Cull sows: Have we learned the lessons of 2001?

by 5m Editor
20 August 2007, at 11:13am

UK - Once again we have lost our export market and cull sow values have fallen. So what are you doing about it? What you should not be considering, according to BPEX, is reducing your replacement rate. It can take years for a herd to recover its optimum parity profile and performance.

In 2003 Nadis vets reported significant production and health problems associated with retention of old sows in herds, as a result of a lack of disciplined culling.

To put the export ban in perspective we need to know what contribution cull sows make to overall revenue pig unit.

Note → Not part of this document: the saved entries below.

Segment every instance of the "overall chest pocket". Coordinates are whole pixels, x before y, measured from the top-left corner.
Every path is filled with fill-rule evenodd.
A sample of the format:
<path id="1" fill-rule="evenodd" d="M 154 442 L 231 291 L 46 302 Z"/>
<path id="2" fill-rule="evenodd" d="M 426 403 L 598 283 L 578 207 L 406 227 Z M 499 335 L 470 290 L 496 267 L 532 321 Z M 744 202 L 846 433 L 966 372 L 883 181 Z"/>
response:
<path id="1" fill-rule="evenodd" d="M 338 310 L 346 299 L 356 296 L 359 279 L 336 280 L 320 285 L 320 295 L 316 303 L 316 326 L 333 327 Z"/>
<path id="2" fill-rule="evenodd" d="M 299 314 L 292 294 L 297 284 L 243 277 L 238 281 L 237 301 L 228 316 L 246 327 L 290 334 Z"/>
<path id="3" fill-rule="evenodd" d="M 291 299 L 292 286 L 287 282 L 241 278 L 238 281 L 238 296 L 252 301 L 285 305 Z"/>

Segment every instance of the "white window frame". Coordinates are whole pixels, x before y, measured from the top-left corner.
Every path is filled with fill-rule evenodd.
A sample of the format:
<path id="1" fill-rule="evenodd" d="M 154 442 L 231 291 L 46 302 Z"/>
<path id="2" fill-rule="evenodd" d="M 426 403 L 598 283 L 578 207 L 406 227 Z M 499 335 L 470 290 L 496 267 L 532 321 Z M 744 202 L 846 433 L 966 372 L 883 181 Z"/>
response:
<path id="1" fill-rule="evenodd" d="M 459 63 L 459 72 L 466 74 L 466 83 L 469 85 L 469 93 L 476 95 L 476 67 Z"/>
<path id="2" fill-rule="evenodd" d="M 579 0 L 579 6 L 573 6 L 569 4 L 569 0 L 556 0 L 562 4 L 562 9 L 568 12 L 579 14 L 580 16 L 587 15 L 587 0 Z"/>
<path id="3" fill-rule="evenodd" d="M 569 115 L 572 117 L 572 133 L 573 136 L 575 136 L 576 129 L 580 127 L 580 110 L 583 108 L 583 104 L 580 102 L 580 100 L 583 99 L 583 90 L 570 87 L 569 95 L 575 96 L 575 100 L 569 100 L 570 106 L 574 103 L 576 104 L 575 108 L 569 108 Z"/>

For a 100-sow breeder-feeder unit income might be valued at around £3,348 (2.2 per cent of total sales). Assuming 45 cull sows, each weighing 155 kg dwt, are sold based upon 48p/kg deadweight price. Finished pigs may yeild an income of £147,168 (for 73 kg dwt carcase at 96p/kg) and account for 97.8 per cent of sales.

If you do this calculation for your own unit you will see that, proportionately, cull sow revenue contribution is minimal.

What effect will the older, retained, sows have on the unit? Older parity animals can be more challenging to manage and be less productive due to:
  • Body size – higher feeding costs for maintenance and potential problems of group integration and bullying.
  • Increased incidence of stillbirths.
  • More variability in the total number born.
  • More variation within litter for piglet birthweights.
  • Poor teat accessibility.
  • Poor udder condition and function.
  • Clumsiness and a higher incidence of locomotor problems.
That said, there is an opportunity to reduce replacement rate and improve herd output. This can be done by reducing the high losses of young sows during their first three parities.

Figure 1 shows we are losing over 40 percent of our young replacement sows before they have entered their most productive parities, with over 16 percent of replacement sows being culled as gilts. The main reasons for these losses are failure to breed and poor performance.

BPEX will be producing some new crib sheets on gilt management to help producers optimise both performance and longevity. Figure 2 shows a typical sow herd parity profile compared to an ideal parity profile.

Figure 1: Culls By Parity

Figure 2: Actual Versus Ideal Herd Profile.


BPEX will be producing some new crib sheets on gilt management to help producers optimise both performance and longevity.

Reducing culling rates from the first three parities allows more sows to be retained for their productive parities. It is no surprise that the top ten percent of units contributing to the BPEX Pig Yearbook 2007 data have the smallest proportion of their herd as gilts, when compared to the remaining herds, resulting in nearly 80 percent of their sows being between parities two and six.

The difference in replacement rate quoted here will be approximately ten percent. So in the short-term, whilst there is significantly reduced demand for cull sows, consider whether some of your intended culls may be suitable for re-serving, advises BPEX. Summer is the time of year when units often delay culling and save sows for one more parity anyway.

However, it is important that this is only the case where retaining extra animals in the breeding herd does not compromise stocking density and the environment of the productive sows.

Subsequently, in line with the scanning results for these animals, the breeding herd structure must be reviewed and culled out, taking into consideration the capacity of the farrowing accommodation.

Also, do not be tempted to offset the low cull sow value by drawing replacement gilts from the finishing herd.

This is especially important now with the modern genotypes, such as Hampshire and Pietrain, being widely use as terminal sires. The resultant gilt progeny will have reduced prolificacy, increased pre-weaning mortality and reduced farrowing rates.

Plan for the future. Remember the Japanese proverb – “When you are thirsty, it is too late to dig a well”.